Posted: 25 Jul 2014 04:00 AM PDT
Near-Death Experiences: 30 Years of Research
DURHAM, N.C.—Grandma was just resuscitated. She wakes
up and tells you a bizarre story of coming out of her body and going to heaven.
Has she developed psychosis? Was her brain damaged from the lack of oxygen?
After over 30 years of research, scientists have concluded that this is not the case. Instead, they think that this phenomenon is something today’s science is yet to understand, and that it is an opportunity for the advancement of science.
The phenomenon was coined near-death experiences
(NDEs) in the 1975 book “Life After Life” by Raymond Moody, M.D. and Ph.D. in
philosophy and psychology. NDEs generally include cognitive, affective,
paranormal, and transcendental experiences.
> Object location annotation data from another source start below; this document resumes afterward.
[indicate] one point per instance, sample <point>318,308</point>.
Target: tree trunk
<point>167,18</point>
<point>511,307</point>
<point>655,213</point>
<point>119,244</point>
Examples of NDEs include experiencing a change in
one’s perception and way of thinking, feeling peace or calmness, gaining
extrasensory perception (ESP), going through a review of one’s life and seeing
the effects of one’s actions on others, a feeling of leaving the body, seeing
deceased people and other beings such as angels, and feeling as if one has
entered another dimension.
NDEs are encountered by people of all backgrounds, and
most studies find the prevalence of NDEs to be 10–20 percent of people who have
come close to death.
Interest in studying NDEs was sparked after the
publication of Moody’s book. Then in 1981, the International Association for
Near-Death Studies (IANDS) was founded “to promote responsible,
multi-disciplinary exploration of near-death and similar experiences, their
effects on people’s lives, and their implications for beliefs about life,
death, and human purpose,” according to the IANDS website.
On Sept. 2–4, IANDS organized a conference in Durham,
N.C., for NDE researchers to present their findings.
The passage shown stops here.